Jon Favreau’s live action version, based on a smart script by Justin Marks, sets out its intentions right at the beginning. Disney’s familiar fairy-tale kingdom logo neatly morphs into a jungle whose calm is disrupted by a boy in a red loincloth tearing through the brush and sailing through the trees. But despite the presence of talking animals and the knee-high livewire hero Mowgli, this is no cutesy Disneyfied version of life in the wild. Danger lurks everywhere, size is everything, and Mowgli must balance his human side with his jungle-honed survival instincts if he is to escape death.
In one telling scene that upends the Disney ethic of anthromorphising animals, Mowgli (Neel Sethi) offers a piece of fruit to a bushy-tailed creature, oblivious to the fact that the rest of the pack has stolen his stash behind his back.
Marks’s screenplay is based on stories featured in Kipling’s Jungle Book and The Second Jungle Book and comes close to capturing the spirit of the nineteenth-century tales. (The stories Mowgli’s Brothers and How Fear Came are among the references.) The movie recreates the legend of Mowgli, the feral child who is brought up by a wolf pack and becomes the target of the tiger Shere Khan, as an action spectacle with breathtaking visual effects and utterly believable computer-generated beasts.
The earliest screen version, made in 1942 with Indian actor Sabu Dastagir, had only one talking creature (the python Kaa). After Disney’s animated version in 1967, the themes of survival, the tussle between nature and nurture, and the relationship between humans and the wild were reduced to a colourful and cheerful adventure of talking, singing and dancing animals and birds that pranced around the forest for our pleasure.

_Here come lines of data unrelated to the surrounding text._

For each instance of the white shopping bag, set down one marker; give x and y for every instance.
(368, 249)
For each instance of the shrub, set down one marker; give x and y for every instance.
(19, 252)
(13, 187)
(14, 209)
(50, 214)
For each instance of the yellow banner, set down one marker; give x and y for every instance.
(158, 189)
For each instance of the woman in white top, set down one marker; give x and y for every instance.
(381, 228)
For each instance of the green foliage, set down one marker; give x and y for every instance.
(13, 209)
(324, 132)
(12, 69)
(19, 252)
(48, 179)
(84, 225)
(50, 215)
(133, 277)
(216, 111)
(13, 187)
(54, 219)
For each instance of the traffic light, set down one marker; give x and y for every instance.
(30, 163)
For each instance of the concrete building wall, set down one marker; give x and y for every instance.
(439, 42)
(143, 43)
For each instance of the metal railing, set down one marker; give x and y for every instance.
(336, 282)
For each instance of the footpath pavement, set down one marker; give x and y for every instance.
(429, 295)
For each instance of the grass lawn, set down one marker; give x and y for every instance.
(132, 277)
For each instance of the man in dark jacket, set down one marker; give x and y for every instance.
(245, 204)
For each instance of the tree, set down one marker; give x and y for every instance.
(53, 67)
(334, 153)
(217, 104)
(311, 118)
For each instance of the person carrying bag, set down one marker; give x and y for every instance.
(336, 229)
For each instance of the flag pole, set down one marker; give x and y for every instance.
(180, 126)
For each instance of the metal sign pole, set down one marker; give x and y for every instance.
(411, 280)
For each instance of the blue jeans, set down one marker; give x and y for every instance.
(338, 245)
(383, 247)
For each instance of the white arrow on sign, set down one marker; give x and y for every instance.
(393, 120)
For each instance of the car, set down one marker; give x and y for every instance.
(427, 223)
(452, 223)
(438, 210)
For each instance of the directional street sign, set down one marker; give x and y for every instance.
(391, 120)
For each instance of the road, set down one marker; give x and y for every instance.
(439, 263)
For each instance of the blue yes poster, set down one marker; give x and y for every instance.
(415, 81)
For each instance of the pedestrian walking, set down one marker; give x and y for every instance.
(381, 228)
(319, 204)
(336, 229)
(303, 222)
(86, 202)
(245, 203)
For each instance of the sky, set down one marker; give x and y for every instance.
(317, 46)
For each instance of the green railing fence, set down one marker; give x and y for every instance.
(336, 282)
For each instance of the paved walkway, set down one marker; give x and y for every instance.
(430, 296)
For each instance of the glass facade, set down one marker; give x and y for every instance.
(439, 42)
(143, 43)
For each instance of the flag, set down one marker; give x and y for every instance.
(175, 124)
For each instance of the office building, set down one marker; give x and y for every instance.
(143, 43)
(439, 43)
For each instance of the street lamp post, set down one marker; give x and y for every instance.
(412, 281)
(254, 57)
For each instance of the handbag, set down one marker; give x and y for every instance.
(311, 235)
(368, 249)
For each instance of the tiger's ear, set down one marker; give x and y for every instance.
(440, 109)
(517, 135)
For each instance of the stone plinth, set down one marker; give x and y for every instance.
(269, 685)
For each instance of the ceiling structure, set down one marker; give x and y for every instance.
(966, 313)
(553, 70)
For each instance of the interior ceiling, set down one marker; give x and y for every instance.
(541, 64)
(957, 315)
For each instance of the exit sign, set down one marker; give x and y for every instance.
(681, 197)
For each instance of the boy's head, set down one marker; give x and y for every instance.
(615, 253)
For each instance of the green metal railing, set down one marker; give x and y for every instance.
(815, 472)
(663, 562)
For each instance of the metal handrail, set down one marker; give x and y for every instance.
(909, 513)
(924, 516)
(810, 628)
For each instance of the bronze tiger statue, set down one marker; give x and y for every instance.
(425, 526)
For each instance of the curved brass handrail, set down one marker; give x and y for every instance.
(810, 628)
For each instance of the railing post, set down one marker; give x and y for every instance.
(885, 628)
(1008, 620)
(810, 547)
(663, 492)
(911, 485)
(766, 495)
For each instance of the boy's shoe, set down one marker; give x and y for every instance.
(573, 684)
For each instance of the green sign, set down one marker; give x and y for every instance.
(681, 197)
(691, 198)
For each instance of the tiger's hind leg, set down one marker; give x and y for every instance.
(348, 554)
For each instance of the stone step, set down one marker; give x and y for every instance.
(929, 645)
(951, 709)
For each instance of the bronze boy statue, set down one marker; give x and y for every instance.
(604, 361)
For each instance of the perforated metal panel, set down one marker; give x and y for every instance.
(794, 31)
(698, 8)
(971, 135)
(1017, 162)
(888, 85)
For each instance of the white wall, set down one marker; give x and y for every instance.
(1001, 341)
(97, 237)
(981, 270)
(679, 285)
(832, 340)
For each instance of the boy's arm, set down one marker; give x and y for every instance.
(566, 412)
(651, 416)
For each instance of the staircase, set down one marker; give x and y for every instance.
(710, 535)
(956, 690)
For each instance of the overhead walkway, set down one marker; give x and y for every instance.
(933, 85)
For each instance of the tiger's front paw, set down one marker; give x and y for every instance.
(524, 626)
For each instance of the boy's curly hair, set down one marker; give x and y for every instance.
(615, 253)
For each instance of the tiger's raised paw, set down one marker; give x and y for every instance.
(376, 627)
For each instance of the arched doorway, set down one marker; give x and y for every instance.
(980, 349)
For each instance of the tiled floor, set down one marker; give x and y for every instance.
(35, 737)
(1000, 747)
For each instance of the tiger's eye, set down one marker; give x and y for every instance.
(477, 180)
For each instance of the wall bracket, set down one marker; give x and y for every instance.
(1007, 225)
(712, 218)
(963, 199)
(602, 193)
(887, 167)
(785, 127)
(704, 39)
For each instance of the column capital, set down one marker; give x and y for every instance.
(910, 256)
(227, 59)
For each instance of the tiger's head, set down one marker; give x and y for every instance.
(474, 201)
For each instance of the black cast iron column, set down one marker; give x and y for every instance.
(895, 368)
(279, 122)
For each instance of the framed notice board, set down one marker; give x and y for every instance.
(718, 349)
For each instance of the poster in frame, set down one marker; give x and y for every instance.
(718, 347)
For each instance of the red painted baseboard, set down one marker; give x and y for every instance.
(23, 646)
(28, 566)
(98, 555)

The animated version is a treat, but one aimed at children. Elements of that movie are present in the characters of the lazy but loving Baloo the bear (voiced by Bill Murray), the wise and paternalistic panther Bagheera (voiced by Ben Kingsley), the nasty Shere Khan (voiced by Idris Elba) and the sinister python Kaa, whose gender change is an excuse to allow Scarlett Johansson’s silken voice to boom out of the screen.Mowgli’s encounter with Baloo leads to some of the rare moments of levity. When Mowgli, who doesn’t know what a song is, rattles off the wolf pack’s code to Baloo as an example, the bear is unimpressed. That’s not a song, that’s propaganda, he says.
A great deal has changed since 1967. The woods are more frightening than previously imagined. Apart from their ability to speak in American accents, the animals are straight out of a nature documentary. Mowgli is a resourceful child as in the stories, putting his hands to good use to give Baloo his honey fix and rescuing a baby elephant from a pit. King Louie is no longer a belly-scratching hedonistic orangutan but an unnerving King Kong-like hulk who rules over his simian kingdom from the ruins of an abandoned temple. If Shere Khan wants Mowgli dead to avenge his injuries at the hands of humans, King Louie (voiced by Christopher Walken) demands that Mowgli fetch him the “red flower” – the jungle’s phrase for fire, the one weapon that humans have against wild creatures.
The most scintillating character is the jungle itself – a massive set enhanced by fabulous visual effects that throbs with beauty, risk, danger and grace. The Jungle Book is filled with eye-popping sequences that rely heavily on computer-generated imagery. Whether it’s the detailing of the animals, right down to the scales on an armadillo, the evocation of the forest’s lushness, or the identifiably Indian colour palette, The Jungle Book never falters in creating a fictional world that seems as though it might actually exist.
The occasional overuse of the background music, the camaraderie between Mowgli and his wolf brother Gray (voiced by Brighton Rose), and the banter between Mowgli and Baloo are vintage Disney. Director Favreau, who directed the first two Iron Man movies, and writer Marks steer clear from the moralising and colonial subtext that ran through Kipling’s stories. In their attempts to deliver a visual experience that is best experienced on a 3D-enabled IMAX screen, they have stripped the story of context, complexity and the narrative layers that might have elevated the movie.
The Jungle Book is always stunning to look at, and its economical 105-minute running time adequately showcases Mowgli’s first steps towards realising his inner potential and coming closer to his human self. But the film misses out on the opportunity to provide a compelling reason for Mowgli’s resurrection.
One message does emerge in a movie that resists semonising. Mowgli has returned at a time when wildlife is under threat across the globe, the tiger is on the backfoot in India, and forest cover is being depleted at alarming levels. It’s telling that the jungle that the “man-cub” romps through can only be created artificially.